While some of the world’s wealthiest universities are freezing hiring, delaying construction and deferring upcoming projects, GW has largely been able to “stay the course” in the failing economy, top administrators said this week.
Because GW’s budget is heavily dependent on tuition dollars, few major adjustments are needed to brace against the volatile markets affecting endowments, administrators said. Wealthier schools like Brown and Harvard universities – where as much as one-third of the budget comes from endowment earnings – must cope with “a 30 percent decline in the value of college and university endowments in the current fiscal year,” projected by Moody’s Investors Service.
Administrators said they are monitoring the economic crisis carefully and are making adjustments like boosting financial aid, but GW will not freeze salaries – as Brown and Cornell University have done – or defer upcoming construction projects – a move advocated by presidents of Dartmouth College and Harvard.
“We aren’t making some of the choices that other universities are making because we don’t have to at this point,” said University spokeswoman Tracy Schario.
Instead, the University recently hired 60 new full-time faculty members this fall, according to media relations. Schario said the school will continue to offer pay raises for both professors and administrators and has no plans to alter its construction schedule. Executive Vice President and Treasurer Lou Katz said the University is considering hiring more faculty members than usual because the action in D.C. can attract more professors.
“I’m very optimistic about the quality of professors we will attract,” Katz said. “Washington is becoming more of a hub than ever, which means we will be able to hire faculty now that we would never be able to.”
Since GW relies so heavily on tuition, attracting a large number of applications is vital to the financial health of the University. Robert Chernak, senior vice president for Student and Academic Support Services, said in an interview that the rise in applications so far this year is a positive sign.
Another financial buffer may be GW’s location in downtown D.C. With a new administration moving into the White House, the local D.C. economy is not deteriorating. This may be attracting students to Foggy Bottom, administrators said.

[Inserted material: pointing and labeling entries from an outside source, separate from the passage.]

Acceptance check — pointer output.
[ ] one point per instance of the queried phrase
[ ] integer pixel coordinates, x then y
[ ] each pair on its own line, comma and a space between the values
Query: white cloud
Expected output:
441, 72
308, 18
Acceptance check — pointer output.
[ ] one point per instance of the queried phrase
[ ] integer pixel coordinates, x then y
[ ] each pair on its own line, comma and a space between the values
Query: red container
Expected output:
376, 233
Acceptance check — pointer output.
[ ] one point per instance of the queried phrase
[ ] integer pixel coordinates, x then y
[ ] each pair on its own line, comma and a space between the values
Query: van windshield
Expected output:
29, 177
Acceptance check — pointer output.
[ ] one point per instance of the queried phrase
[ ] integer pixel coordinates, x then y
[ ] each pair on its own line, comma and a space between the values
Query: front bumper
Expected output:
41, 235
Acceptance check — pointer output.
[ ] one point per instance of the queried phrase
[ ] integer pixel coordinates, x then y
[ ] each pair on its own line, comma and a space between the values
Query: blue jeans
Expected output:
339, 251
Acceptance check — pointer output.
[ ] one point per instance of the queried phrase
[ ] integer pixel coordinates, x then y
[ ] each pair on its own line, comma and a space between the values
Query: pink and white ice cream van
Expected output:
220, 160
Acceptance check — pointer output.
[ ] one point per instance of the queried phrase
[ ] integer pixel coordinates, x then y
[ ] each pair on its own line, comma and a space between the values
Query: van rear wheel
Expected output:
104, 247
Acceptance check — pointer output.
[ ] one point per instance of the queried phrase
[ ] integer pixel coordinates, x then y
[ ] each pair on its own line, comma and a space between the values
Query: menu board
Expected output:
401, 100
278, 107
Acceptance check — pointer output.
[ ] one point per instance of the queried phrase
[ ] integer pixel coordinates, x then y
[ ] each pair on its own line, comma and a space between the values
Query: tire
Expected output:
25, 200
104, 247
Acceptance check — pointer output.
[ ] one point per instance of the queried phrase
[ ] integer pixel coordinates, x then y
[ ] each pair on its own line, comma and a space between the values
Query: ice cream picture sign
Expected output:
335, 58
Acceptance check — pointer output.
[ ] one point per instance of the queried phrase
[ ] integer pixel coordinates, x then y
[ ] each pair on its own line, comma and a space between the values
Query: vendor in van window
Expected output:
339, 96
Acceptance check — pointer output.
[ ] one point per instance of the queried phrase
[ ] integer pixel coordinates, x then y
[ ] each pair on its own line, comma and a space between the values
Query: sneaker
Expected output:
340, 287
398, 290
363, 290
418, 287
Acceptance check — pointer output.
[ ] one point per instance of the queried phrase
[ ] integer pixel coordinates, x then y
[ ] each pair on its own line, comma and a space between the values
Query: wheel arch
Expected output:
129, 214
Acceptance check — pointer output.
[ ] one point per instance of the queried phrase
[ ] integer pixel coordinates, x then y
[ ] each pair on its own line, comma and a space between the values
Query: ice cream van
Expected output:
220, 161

“You’ve got to remember that the Washington economy is really different,” said David Wheeler, a reporter from the Chronicle of Higher Education, in regards to GW’s high number of early decision applications. “Good times and bad, consultants make money here and the federal government is not going to go out of business.”

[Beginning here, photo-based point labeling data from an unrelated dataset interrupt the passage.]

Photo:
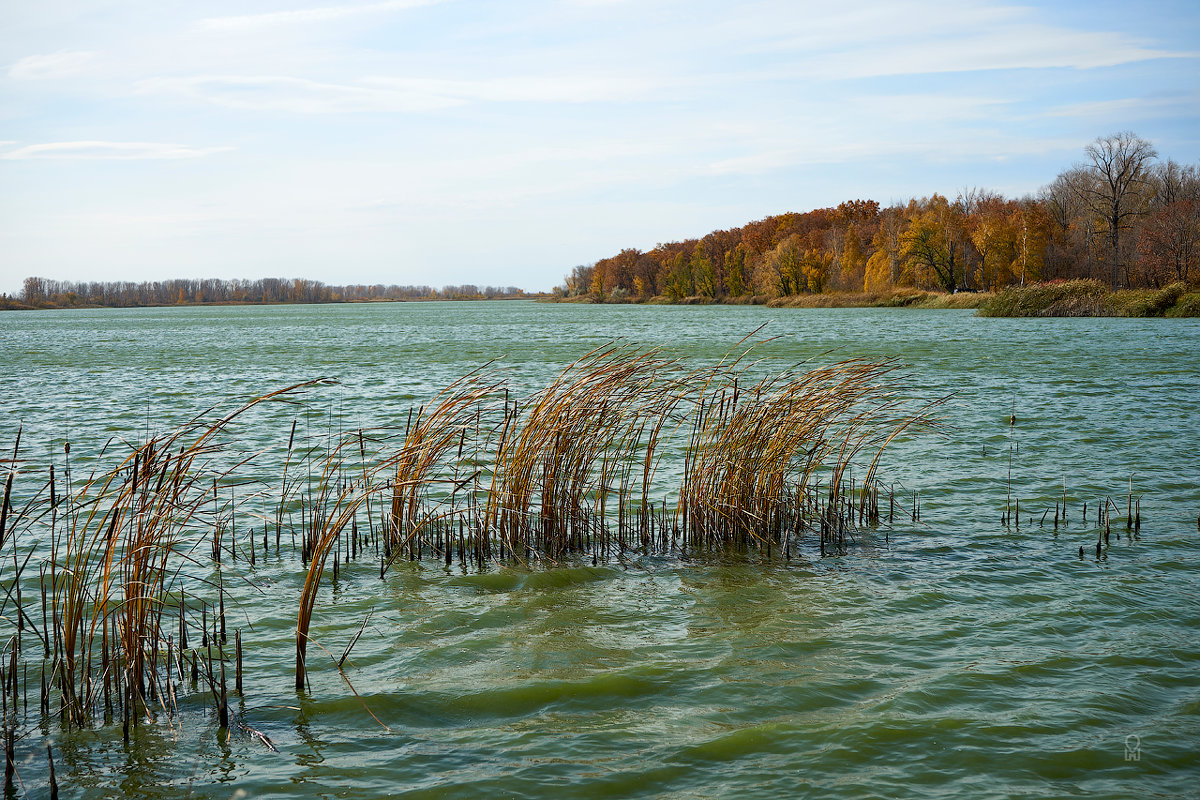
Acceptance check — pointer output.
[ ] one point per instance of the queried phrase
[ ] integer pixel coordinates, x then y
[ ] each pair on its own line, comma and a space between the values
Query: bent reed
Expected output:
115, 583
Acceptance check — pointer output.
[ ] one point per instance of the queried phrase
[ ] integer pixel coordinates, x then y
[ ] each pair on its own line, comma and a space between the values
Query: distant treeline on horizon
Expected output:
45, 293
1121, 217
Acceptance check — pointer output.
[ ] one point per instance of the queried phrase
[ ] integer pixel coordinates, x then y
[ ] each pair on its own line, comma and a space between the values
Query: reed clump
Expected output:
115, 590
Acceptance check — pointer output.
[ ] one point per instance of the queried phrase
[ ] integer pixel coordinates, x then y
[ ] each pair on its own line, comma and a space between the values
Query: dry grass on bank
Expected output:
1092, 299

Katz said that in addition to GW’s traditionally strong political science and international affairs programs, finance and international business programs may also draw prospective students to the school.
“The world money capital is now Washington,” Katz said. “What is happening is, all countries are coming together to solve a common problem. It has made Washington the center of finance.”
GW is one of the largest landowners in D.C. after the federal government and two to four million square feet of office space will be needed in the coming years as more bureaucracies form around Washington, according to The Washington Post. Property along Pennsylvania Avenue, such as the World Bank headquarters and the 2000 Penn complex, is increasing in value, according the Post.
“Washington’s real estate market has held up very well,” Katz said. “Instead of rapidly decreasing like pretty much everywhere else, we’ve held up very well.”
While this crisis may continue for a few more years, GW has the opportunity to protect students and the University from falling behind.
“I think we will exit this crisis as a stronger institution than when we came in,” Katz said. “We are going to make sure we take advantage of the increasing opportunities.”